Research Article | Open Access
A Modified Intraoral Resin Mouthguard to Prevent Self-Mutilations in Lesch-Nyhan Patients
Lesch-Nyhan syndrome, described in 1964 by Lesch and Nyhan, is a X-linked recessive disorder, occurring in 1 : 100000 to 1 : 380000 live births. LNS is characterized by a decrease in activity of hypoxanthine guanine phosphoribosyl transferase, an enzyme involved in purine metabolism, resulting in overproduction of uric acid. Hyperuricemia and neurological features including choreoathetoid spasticity, self-mutilation, and mental retardation clinically characterize this syndrome. In LNS patients the typical feature is loss of tissue from biting themselves with partial or complete amputation of fingers, lips, and tongue. The self-mutilation compares with the eruption of the deciduous teeth. Several drugs trials have been administered to improve self-destructive behavior and invasive treatment approaches, such as extractions of teeth and orthognathic surgery, have been suggested with variable effectiveness. Nowadays prevention is, therefore, the standard of care.
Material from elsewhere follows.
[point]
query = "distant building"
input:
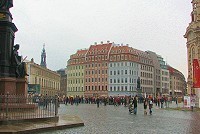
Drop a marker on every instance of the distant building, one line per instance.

The role of dentistry is essential in the management of the self-mutilating behavior, because the teeth represent the main self-injury instrument. This report presents a revision of various therapeutic approaches to manage self-destruction, highlighting the effectiveness of a preventive treatment. It describes a new technique: a resin mouthguard, realized at Gaslini Hospital, to obtain immediate healing of the oral lesions, confirmed in the follow-up period.
Lesch-Nyhan syndrome was first recognized and clinically characterized in 1964 by Lesch and Nyhan , observing two affected brothers. It occurs in 1 : 100000 to 380000 male live births. LNS is a rare X-linked recessive disorder, resulting from a mutation on the gene encoding for the enzyme hypoxanthine-guanine phosphoribosyltransferase (HGPRT), located on the long arm of the X chromosome between Xq26 and Xq27 .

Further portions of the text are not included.